AMT-0008 System card Storage
Context
By default, Kubernetes pods use ephemeral storage, which is tied to the pod's lifecycle.
When the pod terminates or restarts, all data is lost. The /tmp/
directory, being part of
the system's temporary file storage, is cleared during reboots or pod restarts, resulting in
the deletion of system_cards. Therefore, we need a different kind of storage to preserve the data.
Assumptions
- The system card data is small to moderate in size (up to 255MB), making it manageable to store in databases (in postgres as well as in in SQLite).
- Tracking changes to the system card data over time is not a priority in the short term, but may become necessary in the future.
Decision
The system card of an algorithm system is stored solely as a JSON blob in the projects table in Postgres, with no additional storage elsewhere.
Risks
- Data Overwrite: As the system card is overwritten with each update, it becomes difficult to track historical changes or revert to previous states.
- Scaling: As the project grows, managing larger JSON blobs may present performance challenges, particularly when handling complex queries.
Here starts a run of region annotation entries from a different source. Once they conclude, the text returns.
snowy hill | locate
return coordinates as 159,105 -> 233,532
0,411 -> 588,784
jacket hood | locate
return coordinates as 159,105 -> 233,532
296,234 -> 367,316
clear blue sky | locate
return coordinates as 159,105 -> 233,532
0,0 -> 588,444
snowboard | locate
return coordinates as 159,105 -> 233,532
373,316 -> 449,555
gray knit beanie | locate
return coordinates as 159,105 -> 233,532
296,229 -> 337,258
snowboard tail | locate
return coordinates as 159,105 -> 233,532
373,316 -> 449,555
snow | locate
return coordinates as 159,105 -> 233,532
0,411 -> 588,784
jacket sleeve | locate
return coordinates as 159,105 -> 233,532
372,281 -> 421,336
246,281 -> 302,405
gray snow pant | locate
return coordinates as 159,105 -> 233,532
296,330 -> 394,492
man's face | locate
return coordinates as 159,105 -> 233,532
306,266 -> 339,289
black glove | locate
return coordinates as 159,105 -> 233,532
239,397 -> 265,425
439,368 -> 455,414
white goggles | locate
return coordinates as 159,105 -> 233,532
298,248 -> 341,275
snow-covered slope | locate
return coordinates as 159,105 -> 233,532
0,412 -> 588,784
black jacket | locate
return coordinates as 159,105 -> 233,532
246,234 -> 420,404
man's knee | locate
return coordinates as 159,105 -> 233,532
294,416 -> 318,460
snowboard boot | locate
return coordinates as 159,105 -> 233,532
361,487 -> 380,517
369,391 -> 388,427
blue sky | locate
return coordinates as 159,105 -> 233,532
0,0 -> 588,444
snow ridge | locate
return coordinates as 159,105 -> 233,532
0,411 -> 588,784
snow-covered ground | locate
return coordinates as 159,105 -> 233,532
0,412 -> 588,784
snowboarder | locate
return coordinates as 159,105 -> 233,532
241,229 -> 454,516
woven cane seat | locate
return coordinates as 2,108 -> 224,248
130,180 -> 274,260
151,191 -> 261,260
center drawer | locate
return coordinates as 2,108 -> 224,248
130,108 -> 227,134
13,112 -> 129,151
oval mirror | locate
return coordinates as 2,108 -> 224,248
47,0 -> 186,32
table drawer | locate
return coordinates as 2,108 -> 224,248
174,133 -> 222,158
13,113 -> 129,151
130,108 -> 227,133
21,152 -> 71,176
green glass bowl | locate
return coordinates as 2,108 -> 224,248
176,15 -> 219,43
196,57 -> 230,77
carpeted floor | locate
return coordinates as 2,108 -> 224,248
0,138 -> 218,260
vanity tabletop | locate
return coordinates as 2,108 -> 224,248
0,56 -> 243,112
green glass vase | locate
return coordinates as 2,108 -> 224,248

- Collaboration: Collaborating on the system card content is more difficult, as the JSON format requires parsing and manual intervention for certain tasks.
- Limited Querying: While Postgres supports querying and indexing JSON fields, complex queries and data manipulations may be inefficient without proper indexing or further optimization.
Consequences
Positive
- Fast implementation: The solution is easy to set up, reducing the time to get the project operational.
- Future proof: This approach is designed with future scalability in mind. While system cards will initially be stored in Postgres as JSONB blobs, we anticipate migrating to a Git-based local or remote storage solution as the system evolves. Importantly, this initial decision allows for a seamless transition in the future, ensuring no obstacles to migration.
- Single source & Fast access: Centralizing everything in a single Postgres database streamlines backups, reduces maintenance complexity, and ensures quick data access.
- Built-in permissions: Postgres provides built-in access control and security through its permission system.
Negative
- Data tracking: Changes to the system card are overwritten, making it difficult to maintain a history or audit trail.
- Complex queries: Complex queries can be inefficient and require custom parsing.
- Collaboration: Collaborating on the JSONB data is challenging due to its complex format and lack of version control.
- Scalability: As the JSONB blobs grow in size, the storage overhead and query performance may become significant issues.
- Not supported by SQLite: While SQLite supports JSON through its JSON1 extension, it does not support PostgreSQL's JSONB data type natively, which complicates local development and testing environments that rely on SQLite as a database backend.